At the end of last year, the European Parliament and European Council agreed on the final version of the EU AI Act. It is the world’s first comprehensive legal framework on the development and use of AI and aims to safeguard the rights and safety of European citizens.
The legislation has far reaching implications and effects, but HR is one industry that should pay close attention to the developments and rollout of the AI Act.
What is the EU AI Act?
While AI and generative AI have been in the spotlight for some years, including in HR, legislation has lagged behind. The EU AI Act aims to address this gap.
The AI Act takes a risk-based approach, and categorises AI systems into four risk groups based on their use cases. Depending on the risk level the AI system falls into, different requirements will apply:
- Minimal/no risk: these are AI applications that pose virtually no risk to human welfare and safety, and include uses that are well-embedded in modern life, such as video games or email spam filters. The AI Act allows for the free use of AI systems that fall under this category.
- Limited risk: AI systems at this level will face, first and foremost, transparency requirements, to make sure that the individuals are aware that they are interacting with AI rather than a human, such as with chat bots or deepfakes. The AI Act will require that individuals have the option to interact with a human instead.
- High risk: These include applications that could negatively affect human rights and safety. Some high-risk use cases include AI in critical infrastructure like roads, heating and electricity, and also when used to make employment decisions.
- Unacceptable risk/Prohibited AI: At this level the applications will be strictly prohibited as they are deemed to pose a clear threat to the safety or rights of individuals. Here we are talking about activities such as social scoring, predictive policing, untargeted scraping of the internet for facial images to build-up databases, and systems used for emotion recognition at work.
The AI Act also lays down rules regarding the use of “foundation models'' to ensure compliance with copyright laws, transparency around the content used to train these models, and the technical documentation concerning their use. Foundation models are systems trained on extensive datasets, serving as a starting point for developing machine learning models for a specific purpose, rather than creating new AI from scratch. Open AI’s ChatGPT is one example of a foundation model, as it was built on the GPT (Generative Pre-trained Transformer) architecture to train it to generate content and human-like text.
"I look forward to seeing the finalised text and I applaud the EU for coming to a political agreement on a very important piece of legislation."
- Corinne Hedlund Nytén, Head of Legal at Jobylon
Who and what will be affected by the legislation?
The AI Act will include a definition of what an “AI system” is, so the first question will always be: does the system actually qualify as AI?
The legislation will apply to developers of an AI system as well as those who have an AI system developed with an aim of placing it on the market applies to (providers) and those deploying an AI system within the EU.
The AI Act will also have a broad geographical scope, as it will apply to even companies based outside of the EU, if member-state law applies by virtue of public international law, or the output produced by the system is intended to be used in the EU. This means that no matter where the technology is developed, if it is used or marketed within the EU, it will need to comply with the AI Act. For this reason, many companies will need to keep an eye on the developments.

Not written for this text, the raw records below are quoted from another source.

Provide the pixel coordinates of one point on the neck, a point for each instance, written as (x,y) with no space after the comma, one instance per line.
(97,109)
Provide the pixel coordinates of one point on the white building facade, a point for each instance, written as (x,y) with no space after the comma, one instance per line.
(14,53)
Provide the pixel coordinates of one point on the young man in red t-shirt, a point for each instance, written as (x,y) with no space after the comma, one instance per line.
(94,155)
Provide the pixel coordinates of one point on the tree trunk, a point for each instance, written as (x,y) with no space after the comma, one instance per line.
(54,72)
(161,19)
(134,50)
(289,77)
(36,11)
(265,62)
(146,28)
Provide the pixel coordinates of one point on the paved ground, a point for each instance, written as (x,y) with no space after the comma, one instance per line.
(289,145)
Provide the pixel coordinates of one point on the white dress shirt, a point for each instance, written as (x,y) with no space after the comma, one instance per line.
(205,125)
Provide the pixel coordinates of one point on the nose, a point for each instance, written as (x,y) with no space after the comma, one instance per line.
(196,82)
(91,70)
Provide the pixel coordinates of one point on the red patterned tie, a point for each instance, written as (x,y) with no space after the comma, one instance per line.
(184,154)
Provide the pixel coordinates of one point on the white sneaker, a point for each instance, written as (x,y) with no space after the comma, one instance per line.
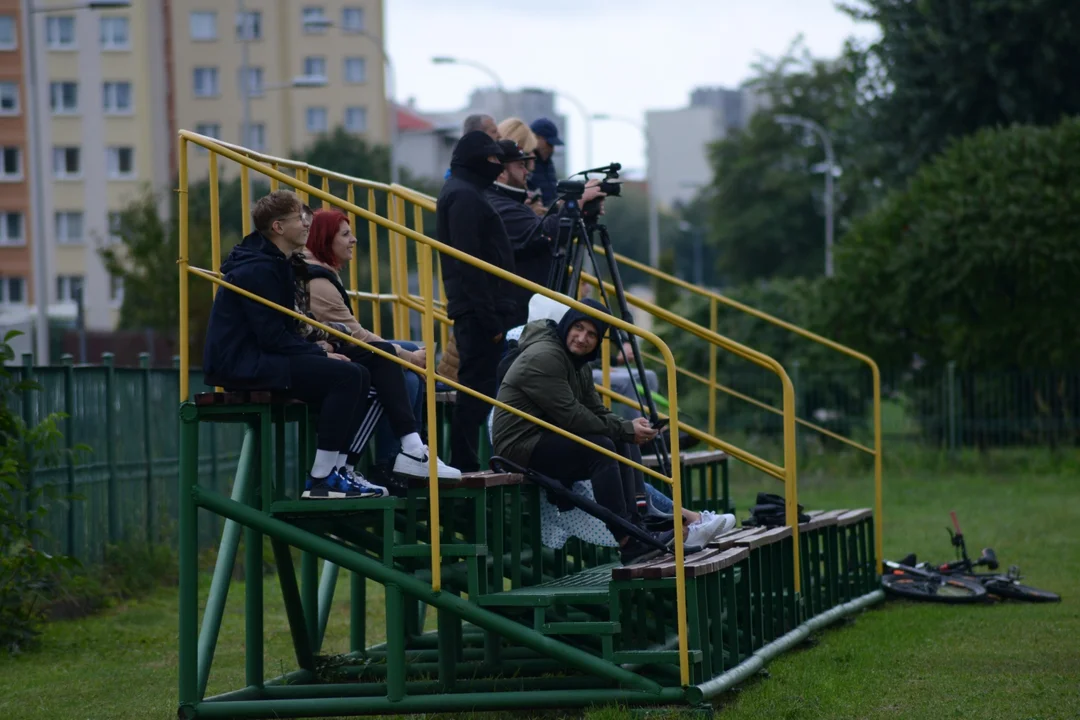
(701,532)
(728,522)
(414,466)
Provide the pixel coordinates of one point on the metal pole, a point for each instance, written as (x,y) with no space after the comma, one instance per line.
(37,170)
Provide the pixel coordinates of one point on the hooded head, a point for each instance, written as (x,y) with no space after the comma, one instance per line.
(582,334)
(471,154)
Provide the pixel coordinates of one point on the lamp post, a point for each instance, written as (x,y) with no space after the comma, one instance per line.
(650,194)
(40,256)
(831,167)
(443,59)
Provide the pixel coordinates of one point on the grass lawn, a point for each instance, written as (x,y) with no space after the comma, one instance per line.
(898,661)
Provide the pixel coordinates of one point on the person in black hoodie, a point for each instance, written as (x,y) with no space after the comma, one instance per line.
(530,235)
(253,347)
(480,303)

While the AI Act is expected to be fully effective in the EU in 2026, companies are recommended to act early by reviewing their AI practices and assessing their risk level in line with the legislation.

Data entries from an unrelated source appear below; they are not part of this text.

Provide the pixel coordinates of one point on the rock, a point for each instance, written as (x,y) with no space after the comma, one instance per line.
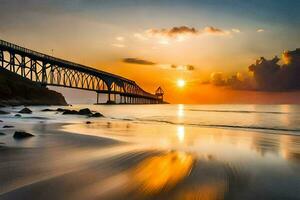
(70,112)
(25,111)
(85,111)
(48,110)
(8,126)
(61,110)
(22,135)
(3,112)
(97,114)
(2,105)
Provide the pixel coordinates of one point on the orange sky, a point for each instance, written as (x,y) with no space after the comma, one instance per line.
(209,36)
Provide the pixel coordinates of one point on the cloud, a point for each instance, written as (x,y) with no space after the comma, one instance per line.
(173,32)
(177,67)
(260,30)
(119,45)
(235,30)
(266,75)
(180,33)
(163,66)
(138,61)
(271,76)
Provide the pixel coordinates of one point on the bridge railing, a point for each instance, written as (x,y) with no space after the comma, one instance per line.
(138,90)
(59,60)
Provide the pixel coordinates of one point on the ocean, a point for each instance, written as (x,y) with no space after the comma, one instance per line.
(154,152)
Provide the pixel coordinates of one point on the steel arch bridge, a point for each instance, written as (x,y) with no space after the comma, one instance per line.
(49,70)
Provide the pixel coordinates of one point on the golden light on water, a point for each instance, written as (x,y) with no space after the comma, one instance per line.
(180,110)
(180,133)
(181,83)
(162,172)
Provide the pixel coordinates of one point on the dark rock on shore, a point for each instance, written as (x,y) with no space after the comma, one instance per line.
(6,126)
(3,112)
(48,110)
(16,90)
(22,135)
(97,114)
(61,110)
(85,111)
(70,112)
(25,111)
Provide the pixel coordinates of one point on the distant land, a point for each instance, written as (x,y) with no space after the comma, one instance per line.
(15,90)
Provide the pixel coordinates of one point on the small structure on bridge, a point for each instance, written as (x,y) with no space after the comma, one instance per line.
(48,70)
(160,94)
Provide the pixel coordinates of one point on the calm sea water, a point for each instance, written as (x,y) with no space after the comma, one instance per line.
(186,151)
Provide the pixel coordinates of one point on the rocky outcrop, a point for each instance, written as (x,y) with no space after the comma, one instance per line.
(15,90)
(25,111)
(3,112)
(22,135)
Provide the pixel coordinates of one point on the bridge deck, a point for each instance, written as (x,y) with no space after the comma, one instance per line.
(49,70)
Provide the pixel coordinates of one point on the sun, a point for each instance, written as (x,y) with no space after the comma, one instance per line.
(180,83)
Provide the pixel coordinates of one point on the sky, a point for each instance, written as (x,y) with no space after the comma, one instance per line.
(156,43)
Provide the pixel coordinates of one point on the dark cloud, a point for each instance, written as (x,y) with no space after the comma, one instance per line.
(137,61)
(185,30)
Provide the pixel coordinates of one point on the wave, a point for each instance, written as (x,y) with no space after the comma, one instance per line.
(237,111)
(214,125)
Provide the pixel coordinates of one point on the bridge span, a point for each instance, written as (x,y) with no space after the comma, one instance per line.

How will the AI Act affect HR?
AI systems that affect employment decisions may fall into the “high-risk” category. Since, according to the AI Act, they “appreciably impact future career prospects and livelihoods” of people. For this reason, HR will need to make sure that their organizations comply with the requirements of the AI Act when thinking of developing or deploying AI.
Though the official finalised text of the law hasn’t yet been published, from what we have seen so far in the negotiations, the Act does specifically mention AI systems used for matching candidates, AI for biometric identification and emotion recognition in the workplace. Of course, there may be aspects of recruiting that fall outside of “high-risk”, such as interacting with a chat-bot during initial selection stages (which would be considered a “limited risk” application), it will still be necessary to fulfill the transparency requirements in such a case.
High-risk activities are not banned, but to ensure compliance they must meet certain criteria. There will be a list of examples of high-risk systems in an annex to the AI Act, but what we know so far as it relates to employment, some high-risk use cases include, for example, the placement of targeted job advertisements, the analysis and filtering of job applications, and evaluation candidates.
While the AI Act will likely have drastic impacts on how companies develop and incorporate AI technology, starting now will ensure that there is enough time to adapt systems to the new regulations. The purpose of the legislation is to keep AI development transparent and safe.
HR professionals will need to stay ahead of the developments and understand which parts of the recruitment process will be impacted. Compliance, transparency, and adaptability will be key in navigating this evolving regulatory landscape.
NOTE: The official text of the Act has not yet been released. As of writing, it is still a proposal and needs to be formally adopted by the European Parliament and Council to become law, after which the Act will be published.